Even better, if they do exist then we can use their
positions to reduce the search space that the regex engine
needs to cover to determine if the entire pattern matches.
There are various aspects of the pattern that can be used to
facilitate optimisations along these lines:
o anchored fixed strings
o floating fixed strings
o minimum and maximum length requirements
o start class
o Beginning/End of line positions
Another form of optimisation that can occur is the post-
parse "peep-hole" optimisation, where inefficient constructs
are replaced by more efficient constructs. The "TAIL" regops
which are used during parsing to mark the end of branches
and the end of groups are examples of this.
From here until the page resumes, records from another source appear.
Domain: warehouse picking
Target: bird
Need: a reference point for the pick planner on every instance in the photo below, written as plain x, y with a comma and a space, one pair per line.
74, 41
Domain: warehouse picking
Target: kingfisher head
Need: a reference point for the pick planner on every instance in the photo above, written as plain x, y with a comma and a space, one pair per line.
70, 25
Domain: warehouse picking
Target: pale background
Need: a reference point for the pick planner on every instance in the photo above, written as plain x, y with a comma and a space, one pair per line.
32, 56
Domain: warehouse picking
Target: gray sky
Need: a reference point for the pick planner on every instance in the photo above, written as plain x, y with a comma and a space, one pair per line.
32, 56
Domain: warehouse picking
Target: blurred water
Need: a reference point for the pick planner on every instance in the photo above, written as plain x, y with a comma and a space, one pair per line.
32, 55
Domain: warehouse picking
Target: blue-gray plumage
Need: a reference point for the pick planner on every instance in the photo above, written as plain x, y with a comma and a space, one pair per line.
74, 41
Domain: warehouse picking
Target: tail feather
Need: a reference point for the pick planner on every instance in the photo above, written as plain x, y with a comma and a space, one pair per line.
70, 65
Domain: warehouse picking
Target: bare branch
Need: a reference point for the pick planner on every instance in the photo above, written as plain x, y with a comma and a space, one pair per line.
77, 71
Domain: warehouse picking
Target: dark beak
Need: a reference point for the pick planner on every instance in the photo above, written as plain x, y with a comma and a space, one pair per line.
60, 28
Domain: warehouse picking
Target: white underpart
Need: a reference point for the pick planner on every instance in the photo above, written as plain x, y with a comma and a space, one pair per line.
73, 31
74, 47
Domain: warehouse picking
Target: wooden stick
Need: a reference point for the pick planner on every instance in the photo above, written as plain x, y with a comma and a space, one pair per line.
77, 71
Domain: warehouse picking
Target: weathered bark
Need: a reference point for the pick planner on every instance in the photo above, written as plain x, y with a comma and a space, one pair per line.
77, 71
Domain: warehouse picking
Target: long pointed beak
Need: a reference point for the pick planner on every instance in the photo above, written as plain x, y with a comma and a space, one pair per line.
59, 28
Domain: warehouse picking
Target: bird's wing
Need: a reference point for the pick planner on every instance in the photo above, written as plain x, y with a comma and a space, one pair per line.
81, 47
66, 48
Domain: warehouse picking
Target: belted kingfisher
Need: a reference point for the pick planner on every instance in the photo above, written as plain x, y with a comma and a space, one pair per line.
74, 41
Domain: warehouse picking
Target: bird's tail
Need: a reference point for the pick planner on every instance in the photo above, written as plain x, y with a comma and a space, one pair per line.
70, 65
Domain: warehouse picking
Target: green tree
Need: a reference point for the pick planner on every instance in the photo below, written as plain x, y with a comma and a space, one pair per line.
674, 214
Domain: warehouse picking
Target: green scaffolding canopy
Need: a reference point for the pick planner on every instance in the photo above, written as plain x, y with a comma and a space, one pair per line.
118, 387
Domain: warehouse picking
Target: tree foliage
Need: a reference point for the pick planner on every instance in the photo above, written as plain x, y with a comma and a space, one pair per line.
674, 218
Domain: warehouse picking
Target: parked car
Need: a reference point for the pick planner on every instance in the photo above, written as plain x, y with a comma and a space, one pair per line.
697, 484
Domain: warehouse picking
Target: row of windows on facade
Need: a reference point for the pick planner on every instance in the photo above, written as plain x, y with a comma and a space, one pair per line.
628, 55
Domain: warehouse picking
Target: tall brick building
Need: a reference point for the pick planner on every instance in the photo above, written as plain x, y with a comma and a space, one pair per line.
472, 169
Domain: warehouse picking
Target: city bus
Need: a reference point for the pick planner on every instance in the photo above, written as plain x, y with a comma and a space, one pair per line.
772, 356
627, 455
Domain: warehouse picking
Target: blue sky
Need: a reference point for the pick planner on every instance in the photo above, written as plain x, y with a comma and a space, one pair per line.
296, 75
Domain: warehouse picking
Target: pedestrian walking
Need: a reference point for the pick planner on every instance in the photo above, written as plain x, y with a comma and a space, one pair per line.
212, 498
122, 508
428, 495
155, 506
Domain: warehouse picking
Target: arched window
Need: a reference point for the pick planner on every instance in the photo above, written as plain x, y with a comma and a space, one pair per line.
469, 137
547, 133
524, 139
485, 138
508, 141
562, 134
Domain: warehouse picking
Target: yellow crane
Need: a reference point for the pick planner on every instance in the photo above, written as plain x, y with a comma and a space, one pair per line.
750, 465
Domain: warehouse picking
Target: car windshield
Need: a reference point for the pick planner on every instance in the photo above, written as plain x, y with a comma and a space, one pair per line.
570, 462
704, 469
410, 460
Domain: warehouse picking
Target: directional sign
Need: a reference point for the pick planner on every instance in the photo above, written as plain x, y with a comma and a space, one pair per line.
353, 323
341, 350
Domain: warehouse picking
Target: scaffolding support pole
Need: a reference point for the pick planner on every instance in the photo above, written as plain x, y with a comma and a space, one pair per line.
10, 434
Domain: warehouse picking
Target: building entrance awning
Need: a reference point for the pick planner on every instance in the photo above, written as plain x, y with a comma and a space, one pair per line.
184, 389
These regops are
used as place-holders during construction and "always match"
so they can be "optimised away" by making the things that
point to the "TAIL" point to the thing that "TAIL" points
to, thus "skipping" the node.
Another optimisation that can occur is that of ""EXACT"
merging" which is where two consecutive "EXACT" nodes are
merged into a single regop. An even more aggressive form of
this is that a branch sequence of the form "EXACT BRANCH ...
EXACT" can be converted into a "TRIE-EXACT" regop.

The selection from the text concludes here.